Five years later, the very snow he'd ski on in the winter became the basis for a business that, since opening in 2011, has doubled annually. How? By a singular focus on the company mantra: "Design. Adventure. Better."
"I'd ruined some surf boards in the whitewater of the Yampa and discovered there were no high end river paddle boards or paddles," he said, so Hall launched Hala Sports, a specialized component of the fast-growing river boarding segment of paddleboards. "Our niche is the inflatable board in the white water space," said the 32-year old. "River boarding is relatively known in Colorado, but it's just beginning everywhere else."
Hall tested his friends on boards, most of whom were all too eager to take their shot at the Yampa, one of Colorado's epic rivers. "The early prototype was huge for stability and durability, and while we've cut down on the size, we will still do big boards. Reducing the weight is not idea - a lighter bike is more expensive bike, but a lighter paddleboard for the river is cheaper," he noted.
Refining design and materials at home soon led to the life of a riverboard roadie to ply his wares at river festivals throughout the west. Orders flowed in (pun intended) and Hala took off.

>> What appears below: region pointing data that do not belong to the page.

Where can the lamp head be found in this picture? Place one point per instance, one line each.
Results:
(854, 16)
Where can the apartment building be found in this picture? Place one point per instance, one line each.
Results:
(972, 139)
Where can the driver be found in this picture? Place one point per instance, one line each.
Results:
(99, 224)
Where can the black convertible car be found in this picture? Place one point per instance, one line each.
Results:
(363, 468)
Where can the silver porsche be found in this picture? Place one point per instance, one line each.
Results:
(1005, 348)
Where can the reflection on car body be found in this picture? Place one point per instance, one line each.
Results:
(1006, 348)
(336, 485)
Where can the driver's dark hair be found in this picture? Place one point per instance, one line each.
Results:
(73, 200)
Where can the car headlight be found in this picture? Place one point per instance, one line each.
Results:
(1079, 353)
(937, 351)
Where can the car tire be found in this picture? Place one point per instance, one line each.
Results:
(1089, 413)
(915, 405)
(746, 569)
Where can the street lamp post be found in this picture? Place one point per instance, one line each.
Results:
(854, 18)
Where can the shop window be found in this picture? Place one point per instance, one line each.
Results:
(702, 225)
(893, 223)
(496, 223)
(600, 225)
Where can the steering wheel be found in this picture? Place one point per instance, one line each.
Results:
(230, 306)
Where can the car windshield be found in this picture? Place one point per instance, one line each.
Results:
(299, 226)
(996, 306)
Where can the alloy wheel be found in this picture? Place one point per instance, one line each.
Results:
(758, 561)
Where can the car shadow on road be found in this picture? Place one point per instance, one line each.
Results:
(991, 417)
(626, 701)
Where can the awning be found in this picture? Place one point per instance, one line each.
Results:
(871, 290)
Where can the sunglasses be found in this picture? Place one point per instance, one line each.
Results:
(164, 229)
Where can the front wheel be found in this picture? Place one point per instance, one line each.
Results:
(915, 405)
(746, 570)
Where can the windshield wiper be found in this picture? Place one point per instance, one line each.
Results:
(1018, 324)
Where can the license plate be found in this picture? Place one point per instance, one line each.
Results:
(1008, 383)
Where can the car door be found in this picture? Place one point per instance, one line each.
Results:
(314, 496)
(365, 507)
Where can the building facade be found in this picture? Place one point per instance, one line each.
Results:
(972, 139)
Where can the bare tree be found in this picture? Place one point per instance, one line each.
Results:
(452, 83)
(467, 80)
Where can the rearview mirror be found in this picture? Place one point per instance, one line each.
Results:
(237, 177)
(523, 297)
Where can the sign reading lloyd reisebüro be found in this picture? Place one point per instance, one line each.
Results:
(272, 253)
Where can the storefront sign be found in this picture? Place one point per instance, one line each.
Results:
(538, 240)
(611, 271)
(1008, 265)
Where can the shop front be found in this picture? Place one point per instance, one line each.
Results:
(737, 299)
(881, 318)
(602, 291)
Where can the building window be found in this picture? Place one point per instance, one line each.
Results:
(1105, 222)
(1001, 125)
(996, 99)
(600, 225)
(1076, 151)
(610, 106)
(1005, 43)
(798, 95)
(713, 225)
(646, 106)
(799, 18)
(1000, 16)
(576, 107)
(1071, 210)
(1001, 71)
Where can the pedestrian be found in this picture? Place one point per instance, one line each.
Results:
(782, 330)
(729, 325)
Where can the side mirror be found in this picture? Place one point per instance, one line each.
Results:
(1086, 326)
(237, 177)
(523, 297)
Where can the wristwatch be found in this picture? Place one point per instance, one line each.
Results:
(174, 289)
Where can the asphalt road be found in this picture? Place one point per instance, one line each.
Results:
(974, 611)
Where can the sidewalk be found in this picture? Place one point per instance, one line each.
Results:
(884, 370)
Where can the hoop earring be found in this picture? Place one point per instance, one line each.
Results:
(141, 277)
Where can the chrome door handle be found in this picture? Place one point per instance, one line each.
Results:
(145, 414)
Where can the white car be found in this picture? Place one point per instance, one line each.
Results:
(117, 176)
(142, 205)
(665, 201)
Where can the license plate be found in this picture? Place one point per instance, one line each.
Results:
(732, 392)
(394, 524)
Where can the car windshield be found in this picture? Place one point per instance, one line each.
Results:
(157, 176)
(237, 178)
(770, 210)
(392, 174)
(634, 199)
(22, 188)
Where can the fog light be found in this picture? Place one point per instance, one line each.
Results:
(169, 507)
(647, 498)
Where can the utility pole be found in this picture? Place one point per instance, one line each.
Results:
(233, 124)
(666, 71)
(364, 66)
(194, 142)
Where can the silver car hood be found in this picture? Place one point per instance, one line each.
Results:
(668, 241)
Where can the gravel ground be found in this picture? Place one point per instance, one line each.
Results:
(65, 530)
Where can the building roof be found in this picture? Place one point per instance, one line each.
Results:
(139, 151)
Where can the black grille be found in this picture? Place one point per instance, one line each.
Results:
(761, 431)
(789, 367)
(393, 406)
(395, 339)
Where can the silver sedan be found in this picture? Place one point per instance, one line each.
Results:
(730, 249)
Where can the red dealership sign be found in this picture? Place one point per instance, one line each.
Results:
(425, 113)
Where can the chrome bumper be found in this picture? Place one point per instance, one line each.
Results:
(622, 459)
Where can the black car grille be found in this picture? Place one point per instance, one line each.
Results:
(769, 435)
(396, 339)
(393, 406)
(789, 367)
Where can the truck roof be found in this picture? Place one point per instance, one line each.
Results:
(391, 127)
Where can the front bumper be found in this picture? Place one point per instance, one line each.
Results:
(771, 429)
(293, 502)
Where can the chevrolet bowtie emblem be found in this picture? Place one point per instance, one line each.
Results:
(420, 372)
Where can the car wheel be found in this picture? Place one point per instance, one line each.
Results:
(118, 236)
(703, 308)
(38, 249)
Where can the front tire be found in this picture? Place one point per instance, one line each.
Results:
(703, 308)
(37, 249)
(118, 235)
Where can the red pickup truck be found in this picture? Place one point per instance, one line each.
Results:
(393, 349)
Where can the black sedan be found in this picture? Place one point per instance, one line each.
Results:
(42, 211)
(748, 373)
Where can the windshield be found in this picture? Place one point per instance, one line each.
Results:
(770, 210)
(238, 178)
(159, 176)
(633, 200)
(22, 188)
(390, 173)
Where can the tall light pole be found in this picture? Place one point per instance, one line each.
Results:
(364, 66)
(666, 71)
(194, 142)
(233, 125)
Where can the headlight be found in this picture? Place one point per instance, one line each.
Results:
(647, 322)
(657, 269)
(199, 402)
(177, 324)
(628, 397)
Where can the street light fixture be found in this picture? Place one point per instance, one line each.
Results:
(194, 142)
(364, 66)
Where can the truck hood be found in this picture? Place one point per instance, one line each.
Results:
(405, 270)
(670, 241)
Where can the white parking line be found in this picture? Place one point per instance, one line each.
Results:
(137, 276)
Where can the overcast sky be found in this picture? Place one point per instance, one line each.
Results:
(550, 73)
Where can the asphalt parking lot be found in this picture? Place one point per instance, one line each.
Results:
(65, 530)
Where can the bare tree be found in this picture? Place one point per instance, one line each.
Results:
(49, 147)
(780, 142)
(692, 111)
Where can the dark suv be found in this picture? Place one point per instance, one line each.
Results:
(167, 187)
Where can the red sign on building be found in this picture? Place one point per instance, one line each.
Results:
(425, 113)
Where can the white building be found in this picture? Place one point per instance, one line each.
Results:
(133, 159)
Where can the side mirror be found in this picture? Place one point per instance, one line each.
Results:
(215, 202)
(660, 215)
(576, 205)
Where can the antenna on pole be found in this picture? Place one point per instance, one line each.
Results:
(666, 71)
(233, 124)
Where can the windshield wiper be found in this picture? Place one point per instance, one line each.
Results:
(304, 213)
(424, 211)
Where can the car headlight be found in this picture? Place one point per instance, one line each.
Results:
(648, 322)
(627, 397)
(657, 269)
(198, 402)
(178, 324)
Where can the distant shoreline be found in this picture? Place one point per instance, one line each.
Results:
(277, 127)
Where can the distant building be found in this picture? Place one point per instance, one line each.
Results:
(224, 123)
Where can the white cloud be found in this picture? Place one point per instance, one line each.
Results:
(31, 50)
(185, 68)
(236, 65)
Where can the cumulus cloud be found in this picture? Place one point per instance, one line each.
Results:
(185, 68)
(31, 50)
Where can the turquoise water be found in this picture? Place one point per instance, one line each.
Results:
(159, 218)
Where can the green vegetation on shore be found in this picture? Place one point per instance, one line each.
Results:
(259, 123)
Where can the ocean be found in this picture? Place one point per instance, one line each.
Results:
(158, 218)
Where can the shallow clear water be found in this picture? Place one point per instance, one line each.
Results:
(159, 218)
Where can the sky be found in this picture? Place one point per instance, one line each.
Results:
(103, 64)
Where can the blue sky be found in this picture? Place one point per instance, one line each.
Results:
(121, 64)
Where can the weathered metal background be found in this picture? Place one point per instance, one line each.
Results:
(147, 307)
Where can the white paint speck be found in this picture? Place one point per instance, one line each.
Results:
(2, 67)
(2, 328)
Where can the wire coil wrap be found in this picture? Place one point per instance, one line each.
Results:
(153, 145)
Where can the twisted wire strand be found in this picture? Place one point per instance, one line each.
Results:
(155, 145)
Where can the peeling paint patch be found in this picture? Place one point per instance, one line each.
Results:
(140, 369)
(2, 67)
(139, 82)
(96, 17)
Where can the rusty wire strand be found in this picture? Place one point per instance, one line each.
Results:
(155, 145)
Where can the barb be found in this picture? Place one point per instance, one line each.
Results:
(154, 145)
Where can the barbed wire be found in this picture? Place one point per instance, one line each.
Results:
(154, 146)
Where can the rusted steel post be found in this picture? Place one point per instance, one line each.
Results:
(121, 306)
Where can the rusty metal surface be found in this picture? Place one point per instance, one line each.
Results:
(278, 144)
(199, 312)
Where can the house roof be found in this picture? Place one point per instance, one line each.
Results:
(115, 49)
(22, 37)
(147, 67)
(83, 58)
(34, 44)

"Steamboat was very conducive to my deciding to pursue Hala. I could see SmartWool, Point6, Moots, Honey Stinger, Big Agnes, Kent Erickson, and high end ski manufacturers and ski pole companies," said Hall. "Steamboat is great for inspiration with lots of enthusiasts for brainstorming and product testing and I could see what others achieved here. Peter Duke's guidance ... in particular was great."
Hala has expanded its line of river paddleboards from two to 11, has improved on a rocker shape (akin to today's high performance alpine skis) for better responsiveness, patented a specially designed "butter knife" paddle and has four more patents pending (watch for what Hall calls "inflatable carbon technology"). "I'm looking for stronger material that is less rigid," he said. An investment in a 3-D printer has aided product development. Among the more interesting innovations is a retractable fin that's spring loaded so it retracts if it hits a rock.
...The focus remains on product development. He manufactures in several places in Asia and the U.S. and enjoys sales throughout the U.S. and a dozen countries. Hall sees the big ocean-based paddleboard companies eyeing his niche. "Our biggest challenge is the bigger companies with better buying power, so we continually improve our quality. Moots sells an $8000 dollar mountain bike, and their success shows there's a market for quality." Hall backs up that quality with a three year warranty unmatched in the industry, and the company has a promotional video to show how resilient the boards are.
Hall says some of the bigger water sports companies are "adopting" some of his innovations, and he realized the possibility of a bigger player removing Hala from the competitive arena with a buy-out.
Hall's partner is his wife Anna, and together they've launched their latest growth prospect, their 8-month old daughter Stella. Work days are still long, but now he can pop on home for a quick cuddle during the day. Ah, the joys of small town living.